Colombian leader meets army before rebel deadline

                 BOGOTA, Colombia (Reuters) -- Colombian President Andres Pastrana
                 huddled with military chiefs Friday as his top negotiator met FARC rebels
                 for a second day of talks aimed at salvaging the peace process before next
                 Tuesday's deadline.

                 Pastrana called the commanders of the armed forces to a meeting at the Tolemaida
                 military base just outside the Andean mountain capital Bogota to analyze the
                 severely strained peace process with the 17,000-member Marxist guerrilla force.

                 The president must decide by midnight on Tuesday whether he will allow the
                 Revolutionary Armed Forces of Colombia -- known by the Spanish initials FARC --
                 continued use of a demilitarized enclave in the south.

                 Pastrana ordered the military out of the swath of jungle and cattle country as big as
                 Switzerland three years ago to grant the FARC a safe haven for peace talks to end a
                 37-year-old war which has claimed 40,000 lives in the past decade.

                 But the rebels converted what was expected to be a routine decision to extend the
                 enclave's life -- something which Pastrana has done nine times -- into a crisis when
                 they killed popular former culture minister Consuelo Araujo Saturday.

                 The government's chief peace negotiator, Camilo Gomez, met FARC commanders
                 in the demilitarized zone for a second day of talks Friday.

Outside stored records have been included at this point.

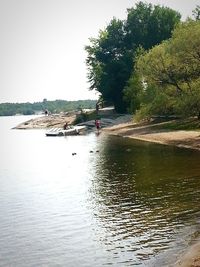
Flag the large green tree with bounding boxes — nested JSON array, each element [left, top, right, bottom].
[[85, 1, 181, 113], [136, 20, 200, 119], [85, 18, 130, 112]]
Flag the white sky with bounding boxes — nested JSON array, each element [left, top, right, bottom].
[[0, 0, 199, 103]]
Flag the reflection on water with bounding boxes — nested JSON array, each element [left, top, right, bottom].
[[89, 136, 200, 266], [0, 116, 200, 266]]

                 A poll soon after the killing of Araujo showed that 61 percent of Colombians
                 thought negotiations with the FARC should end. Araujo, a well-known promoter of
                 traditional Vallenato music which she sang in public with flowers in her hair, was
                 the wife of Attorney General Edgardo Maya and a personal friend of the president.

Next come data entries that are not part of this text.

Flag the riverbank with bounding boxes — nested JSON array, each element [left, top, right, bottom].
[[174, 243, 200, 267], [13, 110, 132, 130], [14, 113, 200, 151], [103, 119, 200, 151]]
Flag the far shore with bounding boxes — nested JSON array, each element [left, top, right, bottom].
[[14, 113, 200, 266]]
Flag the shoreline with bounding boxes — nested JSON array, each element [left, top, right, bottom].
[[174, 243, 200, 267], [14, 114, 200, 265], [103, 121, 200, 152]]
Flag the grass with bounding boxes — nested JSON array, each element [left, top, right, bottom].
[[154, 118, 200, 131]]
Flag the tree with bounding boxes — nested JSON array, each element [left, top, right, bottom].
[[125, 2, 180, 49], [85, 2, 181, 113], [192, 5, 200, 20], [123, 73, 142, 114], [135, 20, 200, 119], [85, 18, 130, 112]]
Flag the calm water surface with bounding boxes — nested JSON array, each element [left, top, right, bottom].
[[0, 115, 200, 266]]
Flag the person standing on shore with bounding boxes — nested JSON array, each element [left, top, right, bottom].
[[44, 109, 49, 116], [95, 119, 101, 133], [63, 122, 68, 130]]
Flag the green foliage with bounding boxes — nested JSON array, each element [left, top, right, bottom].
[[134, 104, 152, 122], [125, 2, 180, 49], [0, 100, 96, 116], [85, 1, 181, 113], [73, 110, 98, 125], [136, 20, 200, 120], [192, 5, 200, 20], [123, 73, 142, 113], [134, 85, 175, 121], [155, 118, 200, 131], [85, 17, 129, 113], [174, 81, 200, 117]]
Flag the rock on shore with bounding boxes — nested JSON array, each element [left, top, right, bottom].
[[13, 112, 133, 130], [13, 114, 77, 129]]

                 But Pastrana came to power in late 1998 promising peace and has devoted most of
                 his energy to that goal. Sending the army back into the territory nicknamed
                 "Farclandia" would mean the end of talks and leave his legacy in tatters with less
                 than a year of his term left to serve.

                 Now Pastrana is under severe pressure to extract major concessions from the
                 FARC -- such as a cease-fire -- or else close down the enclave, which critics say is
                 used for imprisoning kidnap victims, military training and as a base for cocaine
                 trafficking.

                 A former member of another Marxist guerrilla force who is now a political analyst
                 told Reuters that the most likely outcome next week would be an agreement to
                 extend the enclave in return for a commitment to discuss a cease-fire.

                 "It would be unthinkable in my opinion for the FARC to declare a unilateral
                 cease-fire. And an immediate cease-fire would be unthinkable. I think that there
                 could be some mechanism for discussing it, subject to a time limit," said Ricardo
                 Franco, a former senior member of the Popular Liberation Army, a small, Maoist
                 rebel group.

                 War has continued to rage around Colombia despite peace talks, with leftist rebels
                 regularly attacking the armed forces and far-right paramilitary outlaws targeting
                 suspected guerrilla sympathizers. The guerrillas' use of kidnapping for raising
                 money has given Colombia by far the world's highest number of incidents -- with
                 almost 4,000 abductions in 2000.

                 FARC rebels had kidnapped Araujo in northern Colombia a week before they killed
                 her, apparently because she was slowing them down as they tried to escape from
                 the army.

                 A senior FARC commander, Simon Trinidad, told weekly Tiempos del Mundo that
                 peace talks had made progress, but that Colombia's largest rebel army wanted
                 power and would never be interested in just finding a way to lay down its arms.

                 "Whether we gain power peacefully or by means of arms depends on the ruling
                 classes. If they are prepared to give up their privileges, we will negotiate, if not, we
                 will continue the armed struggle," said Trinidad, a former banker who is, ironically,
                 a relative by marriage of Araujo.